N-(benzazol-2-yl)-2-substituted phenylacetamide derivatives: Design, synthesis and biological evaluation against MCF7 breast cancer cell line


Zoatier B., Yildirim M., Alagöz M. A., Yetkin D., Türkmenoğlu B., Burmaoğlu S., ...Daha Fazla

Journal of Molecular Structure, cilt.1285, 2023 (SCI-Expanded) identifier identifier

  • Yayın Türü: Makale / Tam Makale
  • Cilt numarası: 1285
  • Basım Tarihi: 2023
  • Doi Numarası: 10.1016/j.molstruc.2023.135513
  • Dergi Adı: Journal of Molecular Structure
  • Derginin Tarandığı İndeksler: Science Citation Index Expanded (SCI-EXPANDED), Scopus, Academic Search Premier, Chemical Abstracts Core, INSPEC
  • Anahtar Kelimeler: ADME, Antiproliferative, Benzazole, Breast cancer, Human DNA topoisomerase IIα, Molecular docking, MTT, Synthesis
  • Atatürk Üniversitesi Adresli: Evet

Özet

This work describes the straightforward and efficient one-pot synthesis of a new library of N-(benzazol-2-yl)-2-substituted phenylacetamide derivatives (19–27).
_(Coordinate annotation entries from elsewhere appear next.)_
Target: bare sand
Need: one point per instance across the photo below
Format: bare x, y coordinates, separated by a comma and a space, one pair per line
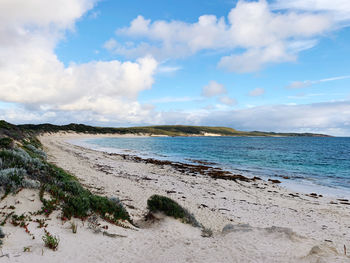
267, 223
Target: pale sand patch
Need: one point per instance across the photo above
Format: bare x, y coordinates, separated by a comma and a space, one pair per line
215, 203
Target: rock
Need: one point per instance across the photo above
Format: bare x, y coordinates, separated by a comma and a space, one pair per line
236, 228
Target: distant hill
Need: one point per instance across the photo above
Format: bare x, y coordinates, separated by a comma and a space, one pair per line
169, 130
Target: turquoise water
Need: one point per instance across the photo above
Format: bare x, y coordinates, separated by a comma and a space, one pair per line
312, 161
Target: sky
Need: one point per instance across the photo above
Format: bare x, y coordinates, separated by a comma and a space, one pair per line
279, 65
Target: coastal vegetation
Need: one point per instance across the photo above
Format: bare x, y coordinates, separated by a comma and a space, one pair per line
168, 130
23, 164
158, 203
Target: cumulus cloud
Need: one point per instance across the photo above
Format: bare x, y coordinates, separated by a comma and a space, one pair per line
339, 10
256, 92
265, 35
227, 100
32, 75
308, 83
213, 89
328, 117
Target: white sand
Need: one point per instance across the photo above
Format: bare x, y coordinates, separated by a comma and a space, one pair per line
282, 228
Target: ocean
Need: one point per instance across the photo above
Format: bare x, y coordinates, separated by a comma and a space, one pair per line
312, 164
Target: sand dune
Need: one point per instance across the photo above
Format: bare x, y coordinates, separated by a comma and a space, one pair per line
263, 222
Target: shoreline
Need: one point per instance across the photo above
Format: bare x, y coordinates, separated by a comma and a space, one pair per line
251, 221
302, 186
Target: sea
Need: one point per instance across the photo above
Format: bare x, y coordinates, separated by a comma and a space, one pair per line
311, 164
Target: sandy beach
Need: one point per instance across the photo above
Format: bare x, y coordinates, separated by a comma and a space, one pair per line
262, 221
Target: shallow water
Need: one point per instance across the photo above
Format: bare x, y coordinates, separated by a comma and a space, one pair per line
317, 163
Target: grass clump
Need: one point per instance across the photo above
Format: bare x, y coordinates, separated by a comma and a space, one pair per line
158, 203
2, 235
51, 241
6, 143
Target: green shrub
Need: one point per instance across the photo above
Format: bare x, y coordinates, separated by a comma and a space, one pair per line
6, 143
51, 241
158, 203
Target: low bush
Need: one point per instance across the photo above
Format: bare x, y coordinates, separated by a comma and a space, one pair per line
2, 235
6, 143
51, 241
27, 168
158, 203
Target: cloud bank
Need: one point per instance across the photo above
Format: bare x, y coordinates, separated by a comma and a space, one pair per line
266, 35
32, 75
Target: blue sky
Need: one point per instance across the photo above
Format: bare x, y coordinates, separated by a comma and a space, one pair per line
277, 65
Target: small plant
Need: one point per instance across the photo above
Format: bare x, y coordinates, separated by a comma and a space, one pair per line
51, 241
6, 143
158, 203
207, 232
74, 227
41, 223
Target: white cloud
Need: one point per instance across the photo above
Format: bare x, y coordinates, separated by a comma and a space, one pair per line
329, 117
213, 89
256, 92
32, 75
174, 99
227, 100
266, 36
339, 10
308, 83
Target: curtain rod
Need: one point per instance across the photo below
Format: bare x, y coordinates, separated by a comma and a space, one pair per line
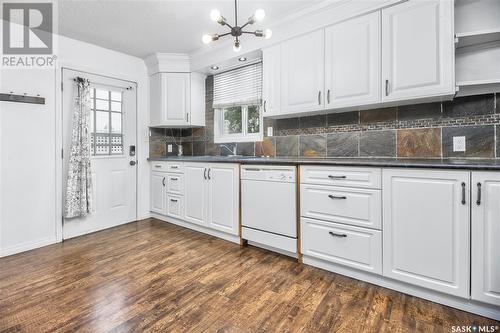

Using the MTT assay, these compounds were evaluated for their in vitro anticancer activity against the MCF7 human breast cancer cell line, and the results were compared to the standard doxorubicin. The majority of compounds exhibited an inhibitory effect against the cancer cell line, with compounds 19, 22, and 26 exhibiting exceptional cytotoxicity against MCF7 cells. Using flow cytometry, the most potent compound 19 on the induction of apoptosis in the breast cancer cell line was determined. Compound 19 induced G1-phase cell cycle arrest followed by apoptotic cell death. In silico analyses of potent compounds 19, 22, and 26 were conducted to investigate their interactions with Human DNA topoisomerase II. The energy calculations were found to be in excellent agreement with the calculated IC50 values. In addition, drug similarity parameter values for the three active compounds were determined using in silico ADME prediction studies. Considering all of these results, it appears that these N-(benzazol-2-yl)-2-substituted phenylacetamide derivatives may be effective anticancer agents. This work may possibly generate new concepts for the enhancement of inhibitors of human DNA topoisomerase II for breast cancer treatment.